Hükümet, anayasanın bu maddelerini tartışmaya açarken, geleneksel taktiğini kullanıyor. Önce bazı kişiler veya gruplar vasıtasıyla konu kamuoyunun gündemine getiriliyor. Ardından, yapılan anketler ile kamuoyunun tepkisi ölçülüyor. Eğer halkın tepkisi hafifse, hükümet olaya hızla oluyor ve süreci yönetmeye başlıyor.

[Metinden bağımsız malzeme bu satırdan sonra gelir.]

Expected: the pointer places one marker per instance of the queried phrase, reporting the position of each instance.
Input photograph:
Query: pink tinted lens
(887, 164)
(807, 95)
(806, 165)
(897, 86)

Her fırsatta anayasanın değiştirilemez ve değiştirilmesi daha teklif edilemez maddelerini gündemine alan Ak parti hükümeti sürekli nabız tutuyor ve değişiklik için fırsat kolluyor. Son olarak Gazi meclisin başkanı Numan Kurtulmuş üzerinden bir manevra yaptılar. Ancak bu defa tam da baltayı taşa vurdular. Takıldıkları madde anayasanın 3. Maddesi Türkiye devletinin ülkesi ve milleti ile bölünmez bir bütün olması onları rahatsız etmiş. Bu madde tam da federasyon hayallerinin önünde set çekmiş bir madde. Osmanlının son dönemini bilseler etnisitenin ön plana çıkması içe Osmanlı coğrafyasının paramparça olduğunu da bilirler, tarihten haberleri olsa batılı emperyalist devletlerinin güneydoğumuzda Kürdistan ve Ermenistan devleti kurmak istediklerini bilirler, Yunanın Megali idea’sını da hatta şark meselesini bilirler. Ama bunlar en hafif ifade ile gaflet içindeler.

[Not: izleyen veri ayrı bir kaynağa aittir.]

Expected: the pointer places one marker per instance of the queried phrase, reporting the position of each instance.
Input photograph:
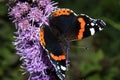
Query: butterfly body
(66, 26)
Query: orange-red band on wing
(58, 58)
(82, 28)
(61, 12)
(42, 40)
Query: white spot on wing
(92, 30)
(63, 68)
(100, 28)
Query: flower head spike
(28, 16)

Hükümetin eşitlik, adalet ve demokratik değerler üzerine kurulu bir anayasa hazırlığı içinde olduğunu iddia etmesi bir yana, bu değerlerin mevcut uygulamalarda ne kadar gözetildiği tartışmaya açıktır. Öyle ki, ihalelerden kadrolara kadar birçok alanda yandaşlara verilen imtiyazlar, kamu kaynaklarının belirli gruplara aktarılması, demokrasi ve adaletin temel prensipleriyle örtüşmeyen uygulamalardır. Demokrasi, imtiyaz ve istisnaların ortadan kaldırılmasıyla güçlenir. Ancak bugün, Türkiye’de demokrasinin en büyük düşmanı imtiyazlı gruplar ve eşitlikten uzak uygulamalardır. Devlet yönetiminde taraflı tutumlar, halkın gözünde demokrasiyi zedelemektedir. Filistin örneğiyle de vurguladığımız gibi, bir milletin bağımsız bir devlete sahip olması büyük bir erdemdir. Devlet, bir milletin egemenliğinin ve bağımsızlığının simgesidir. Türkiye Cumhuriyeti de işgalci güçlere karşı verilen zorlu bir mücadelenin sonucunda kurulmuş, bağımsız bir devlettir. Bu bağımsızlık, Misak-ı Millîye dayanan, ulusun bir arada verdiği milli mücadelenin sonucudur.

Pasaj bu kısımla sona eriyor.